A better approach would be to legislatively waive the applicability of the Anti-Deficiency Act pertaining to government’s adoption of cloud technologies. This is not as radical a proposal as it may seem. There are several instances where the Anti-Deficiency Act has been waived for specific statutes and specific purposes.
For example, there is a longstanding government program to provide rural broadband services that is funded under legislation called the Universal Services Fund.
The Universal Services Fund establishes consumable broadband and telecommunications services throughout underserved rural and urban areas.
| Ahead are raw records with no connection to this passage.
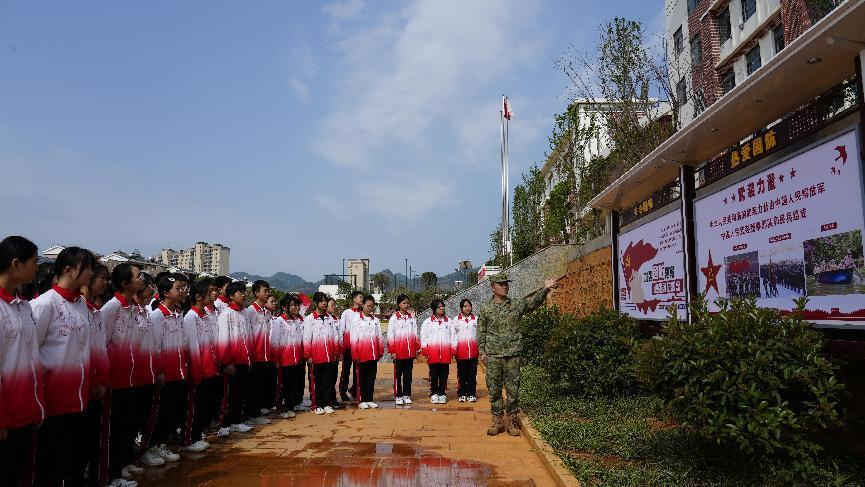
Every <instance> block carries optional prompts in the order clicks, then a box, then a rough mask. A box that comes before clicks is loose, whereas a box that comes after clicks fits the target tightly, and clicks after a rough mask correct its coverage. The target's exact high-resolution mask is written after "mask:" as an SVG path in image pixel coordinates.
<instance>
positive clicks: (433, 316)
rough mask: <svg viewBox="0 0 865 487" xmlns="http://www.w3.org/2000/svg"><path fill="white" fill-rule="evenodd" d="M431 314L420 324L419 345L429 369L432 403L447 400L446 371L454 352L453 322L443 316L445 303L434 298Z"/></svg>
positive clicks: (431, 305) (447, 372)
mask: <svg viewBox="0 0 865 487" xmlns="http://www.w3.org/2000/svg"><path fill="white" fill-rule="evenodd" d="M430 308H431V309H432V312H433V314H432V316H430V317H429V318H427V319H426V321H424V322H423V325H421V330H420V346H421V350H422V351H423V354H424V355H425V356H426V358H427V363H428V364H429V371H430V397H431V401H432V403H433V404H444V403H446V402H447V384H448V372H450V363H451V357H452V356H453V354H454V351H455V350H454V346H453V343H454V341H453V340H454V336H453V334H454V327H453V322H452V321H450V320H449V319H448V317H447V316H445V304H444V301H442V300H441V299H434V300H433V302H432V303H431V304H430Z"/></svg>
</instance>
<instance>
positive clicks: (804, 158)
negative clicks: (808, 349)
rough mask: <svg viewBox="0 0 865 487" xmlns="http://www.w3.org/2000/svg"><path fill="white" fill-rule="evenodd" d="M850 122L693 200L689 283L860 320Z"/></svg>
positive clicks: (714, 302)
mask: <svg viewBox="0 0 865 487" xmlns="http://www.w3.org/2000/svg"><path fill="white" fill-rule="evenodd" d="M860 178H861V175H860V161H859V147H858V143H857V134H856V131H855V130H851V131H849V132H847V133H845V134H843V135H839V136H837V137H835V138H833V139H832V140H829V141H827V142H825V143H822V144H820V145H819V146H817V147H814V148H813V149H810V150H808V151H807V152H803V153H802V154H799V155H797V156H795V157H793V158H791V159H789V160H787V161H785V162H782V163H780V164H778V165H776V166H774V167H772V168H770V169H766V170H765V171H763V172H760V173H758V174H755V175H754V176H751V177H749V178H747V179H745V180H743V181H740V182H738V183H736V184H734V185H732V186H729V187H727V188H725V189H722V190H720V191H718V192H716V193H714V194H711V195H708V196H706V197H704V198H701V199H699V200H697V201H696V202H695V203H694V211H695V220H696V243H697V267H698V268H699V269H698V270H699V272H698V274H697V277H698V291H700V292H704V293H706V297H707V299H708V300H709V302H710V305H709V309H710V310H714V311H717V310H718V306H717V305H716V304H715V302H714V301H715V300H716V299H717V298H718V297H722V298H730V297H745V296H752V297H755V298H757V304H758V305H759V306H763V307H770V308H776V309H780V310H792V309H793V307H794V303H793V299H794V298H797V297H801V296H807V297H808V305H807V306H806V312H805V317H806V318H808V319H809V320H812V321H817V322H821V321H826V322H865V279H863V275H865V263H863V244H862V233H863V210H862V186H861V179H860Z"/></svg>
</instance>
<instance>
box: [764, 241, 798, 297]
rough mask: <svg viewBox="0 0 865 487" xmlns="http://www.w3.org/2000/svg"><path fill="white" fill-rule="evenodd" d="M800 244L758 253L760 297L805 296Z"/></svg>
mask: <svg viewBox="0 0 865 487" xmlns="http://www.w3.org/2000/svg"><path fill="white" fill-rule="evenodd" d="M802 252H803V251H802V244H800V243H789V244H786V245H780V246H778V247H773V248H771V249H768V250H764V251H762V252H760V255H759V261H760V297H761V298H766V299H769V298H791V299H792V298H798V297H801V296H805V293H806V291H805V262H804V260H803V259H802Z"/></svg>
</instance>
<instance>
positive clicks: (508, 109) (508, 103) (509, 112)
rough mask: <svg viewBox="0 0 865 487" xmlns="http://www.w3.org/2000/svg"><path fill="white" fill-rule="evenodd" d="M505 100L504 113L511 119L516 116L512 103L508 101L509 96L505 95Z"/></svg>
mask: <svg viewBox="0 0 865 487" xmlns="http://www.w3.org/2000/svg"><path fill="white" fill-rule="evenodd" d="M503 100H504V101H503V102H502V105H503V106H502V113H504V115H505V118H506V119H508V120H510V119H511V117H513V116H514V112H513V110H511V104H510V103H508V97H504V99H503Z"/></svg>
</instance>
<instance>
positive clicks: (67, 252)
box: [54, 247, 96, 277]
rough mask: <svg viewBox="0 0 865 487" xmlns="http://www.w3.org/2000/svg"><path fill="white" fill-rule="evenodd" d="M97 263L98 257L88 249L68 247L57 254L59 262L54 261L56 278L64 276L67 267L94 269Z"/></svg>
mask: <svg viewBox="0 0 865 487" xmlns="http://www.w3.org/2000/svg"><path fill="white" fill-rule="evenodd" d="M95 262H96V257H94V255H93V253H92V252H90V251H89V250H87V249H82V248H81V247H66V248H65V249H63V250H61V251H60V253H59V254H57V260H55V261H54V277H60V276H62V275H63V271H64V270H65V269H66V268H67V267H71V268H73V269H79V270H80V269H84V268H88V267H89V268H91V269H92V268H93V264H94V263H95Z"/></svg>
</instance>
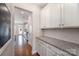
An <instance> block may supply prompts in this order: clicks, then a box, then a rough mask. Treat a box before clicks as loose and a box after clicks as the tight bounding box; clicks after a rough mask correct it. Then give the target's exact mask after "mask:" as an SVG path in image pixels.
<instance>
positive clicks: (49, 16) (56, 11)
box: [48, 3, 61, 28]
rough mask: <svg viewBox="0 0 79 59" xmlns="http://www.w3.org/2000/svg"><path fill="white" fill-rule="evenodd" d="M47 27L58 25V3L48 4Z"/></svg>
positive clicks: (58, 21) (57, 27) (59, 11)
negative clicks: (48, 8)
mask: <svg viewBox="0 0 79 59" xmlns="http://www.w3.org/2000/svg"><path fill="white" fill-rule="evenodd" d="M49 8H50V10H49V11H50V13H49V19H48V20H49V26H48V27H49V28H58V27H59V26H60V17H61V15H60V4H56V3H55V4H49Z"/></svg>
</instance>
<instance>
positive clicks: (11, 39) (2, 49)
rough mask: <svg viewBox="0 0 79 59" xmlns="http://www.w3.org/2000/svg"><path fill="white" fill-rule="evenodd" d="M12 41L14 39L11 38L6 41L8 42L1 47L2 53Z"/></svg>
mask: <svg viewBox="0 0 79 59" xmlns="http://www.w3.org/2000/svg"><path fill="white" fill-rule="evenodd" d="M11 41H12V39H10V40H9V41H7V42H6V44H5V45H4V46H3V47H2V48H0V55H1V54H2V53H3V51H4V50H5V49H6V48H7V46H8V45H9V43H10V42H11Z"/></svg>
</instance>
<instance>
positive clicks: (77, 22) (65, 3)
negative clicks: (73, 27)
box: [62, 3, 79, 27]
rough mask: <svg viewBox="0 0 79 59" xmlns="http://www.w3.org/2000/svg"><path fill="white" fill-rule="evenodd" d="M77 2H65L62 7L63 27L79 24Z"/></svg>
mask: <svg viewBox="0 0 79 59" xmlns="http://www.w3.org/2000/svg"><path fill="white" fill-rule="evenodd" d="M78 10H79V9H78V4H77V3H65V4H63V7H62V20H63V27H78V26H79V11H78Z"/></svg>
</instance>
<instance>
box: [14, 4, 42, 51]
mask: <svg viewBox="0 0 79 59" xmlns="http://www.w3.org/2000/svg"><path fill="white" fill-rule="evenodd" d="M13 6H17V7H20V8H23V9H25V10H28V11H31V12H32V23H33V27H32V28H33V40H32V49H33V52H35V51H36V45H35V43H36V36H39V33H40V31H39V14H40V8H39V7H38V6H35V5H33V4H28V3H27V4H25V3H23V4H22V3H20V4H19V3H18V4H13Z"/></svg>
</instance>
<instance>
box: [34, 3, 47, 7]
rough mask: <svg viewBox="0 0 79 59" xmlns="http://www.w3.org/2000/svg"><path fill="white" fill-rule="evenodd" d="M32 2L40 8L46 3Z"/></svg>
mask: <svg viewBox="0 0 79 59" xmlns="http://www.w3.org/2000/svg"><path fill="white" fill-rule="evenodd" d="M33 4H34V5H37V6H39V7H40V8H43V7H44V6H46V5H47V3H33Z"/></svg>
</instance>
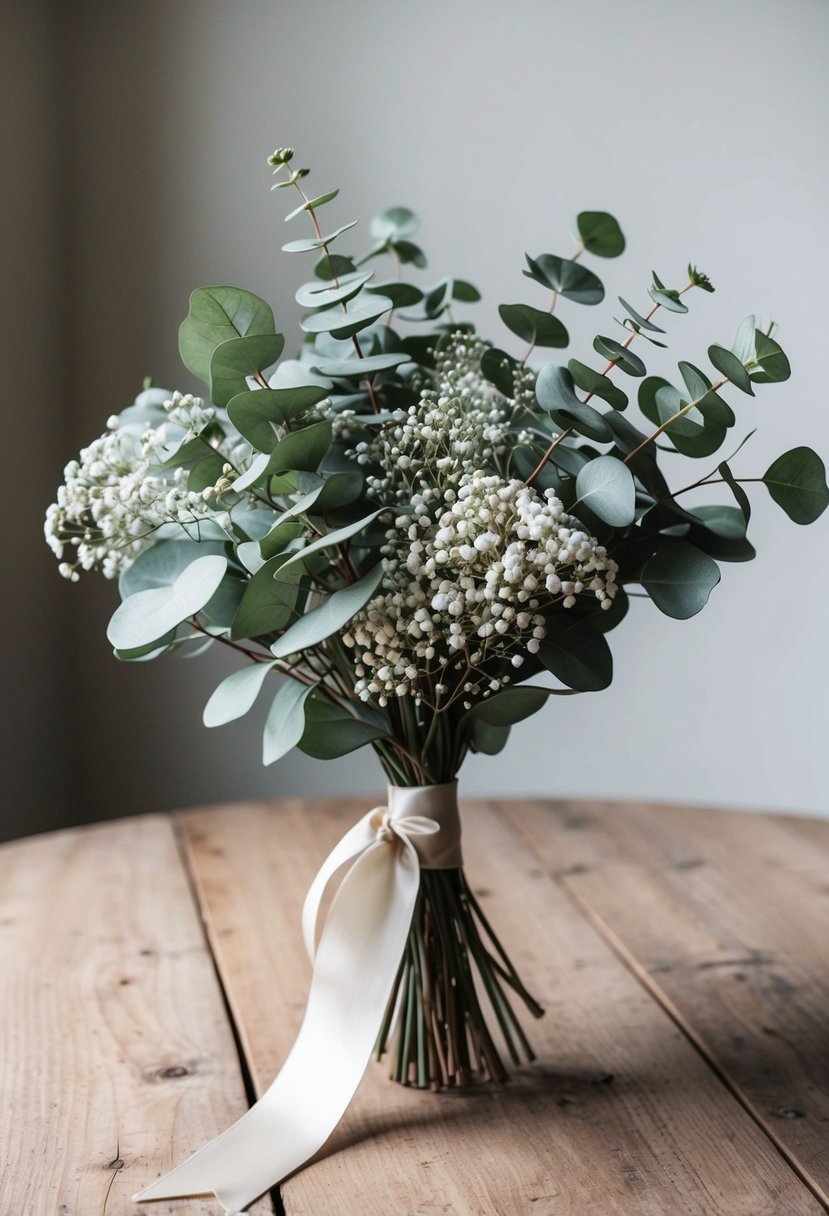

It legislatively acknowledges that, as with cloud technologies, the Anti-Deficiency Act should not apply lest it thwart the legislative purposes for this important social program.
There are other examples of legislation that recognizes the obstacles that the Anti-Deficiency Act pose to critical legislative services and to Congressional intent.
I believe that Congress should grant GSA similar exemptions for acquisition of cloud technologies. This would allow government to obtain the full value of the transformative cloud business model, and potentially save government billions of dollars in its implementation and use of this critical new technology.
The Office of Management and Budget could then make this flexibility available to agencies, and apply it to some existing fund such as the TMF or the IT Oversight and Reform Fund to cover spikes in cloud consumption. Agencies would then be required to pay the fund back to avoid gaming the system.
Sure, the traditionally conservative appropriations committees will ask lots of questions about this, as they should. There will undoubtedly be significant political hurdles for this to come to pass. But this should not be an excuse to simply not try to fix this intractable problem to full implementation of a modern digital government. As my grandmother used to say, if you don’t ask, you don’t get.
Richard Beutel is the founder of Cyrrus Analytics. Rich is a nationally recognized expert in IT acquisition management and cloud policy with 25 years of private sector experience and more than a decade on Capitol Hill working on procurement issues.